Sustainability at the Zoo, Zoo, Zoo, how about you?.
17 Mar 2014
We’re looking forward to meeting the residents of Wellington and Auckland Zoos up close and personal at our ‘Secrets to their Success’ events. Check out our top five favourite sustainability initiatives taking place at each zoo.
We’re fortunate in New Zealand to have two zoos that put sustainability central to their day-to-day operations. We’re looking forward to seeing some of these initiatives in action at our Secrets to their Success events at Wellington Zoo on 19 March and Auckland Zoo on 8 April. Both zoos have a plethora of sustainability initiatives – here are top five favourite sustainability initiatives for each zoo.

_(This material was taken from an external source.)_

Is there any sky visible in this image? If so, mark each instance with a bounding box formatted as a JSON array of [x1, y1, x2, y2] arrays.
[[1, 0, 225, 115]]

- First zoo to achieve CarboNZero certification. Wellington Zoo’s big claim to fame is that last year it became the first zoo in the world to achieve CarboNZero Certification. It has made a commitment to continually work to reduce greenhouse gas emissions by 0.8% each year. For the emissions that can’t be eliminated, the zoo purchases carbon credits that allow land to be naturally regenerated, with a covenant to protect the land from future development.
- Planting native trees: in the last two years more than 1300 native trees have been planted around the Zoo. This includes planting native trees for animal food, rather than using exotic invasive species.
- Huge reduction in waste to landfill: the waste sent to landfill has reduced from 93% of total waste to just 19% in the last few years. An additional 70% is sent for composting and 11% recycled. An in-house composter allows the zoo to compost all organic waste onsite, including bones and animal waste.
- Saving water: In the last three years the Zoo has decreased water use by nearly 24 million litres (the equivalent of the water used by 120 average households a year). There are 13 rain water reservoirs in the zoo, and the water collected is used for cleaning, refilling animal ponds, and in cisterns and basins in visitor toilets.
- Sustainable building materials: FSC Certified sustainable timber is used on all building projects, and recycled materials are used wherever possible.
- Harnessing water from Western Springs: One of Auckland Zoo’s latest initiatives is to harness water from neighbouring Western Springs to reduce its water needs. The Zoo is currently carrying out a feasibility study to look into the costs of treating the water.
- Production of ZooDoo: hoof stock manure is collected by the ZooDoo team and turned into compost onsite, allowing the zoo to divert around 7 cubic metres of raw waste from landfill each week. The ZooDoo is sold at the zoo shop.
- Urban Ark: a community urban restoration programme. The project’s aim is to work with the local community to establish a network of green spaces (centred on the Zoo) to reduce the impact of pest species on our native wildlife and plants. The Zoo is creating an Urban Ark within the neighbouring high population density suburb of Point Chevalier – to help protect native fauna and flora, as well as inspiring the public to become involved in conservation.
- Palm oil campaign: the uncontrolled expansion of palm plantations causes the destruction of vital rainforests and loss of animal species. Auckland Zoo is very active in campaigning to reduce consumption of palm oil, for example by producing a palm oil-free shopping guide, and through publicity and education campaigns.
- Energy efficient sea lion exhibit: variable speed drives have been installed on pumps in the Sea Lion Life Support System, so that when the animals sleep the system doesn’t work as hard as during the day when they are active. This has reduced the power use of the exhibit by a third. The Sea Lion Shores exhibit is the Zoo's largest power user so this amounts to a significant energy saving.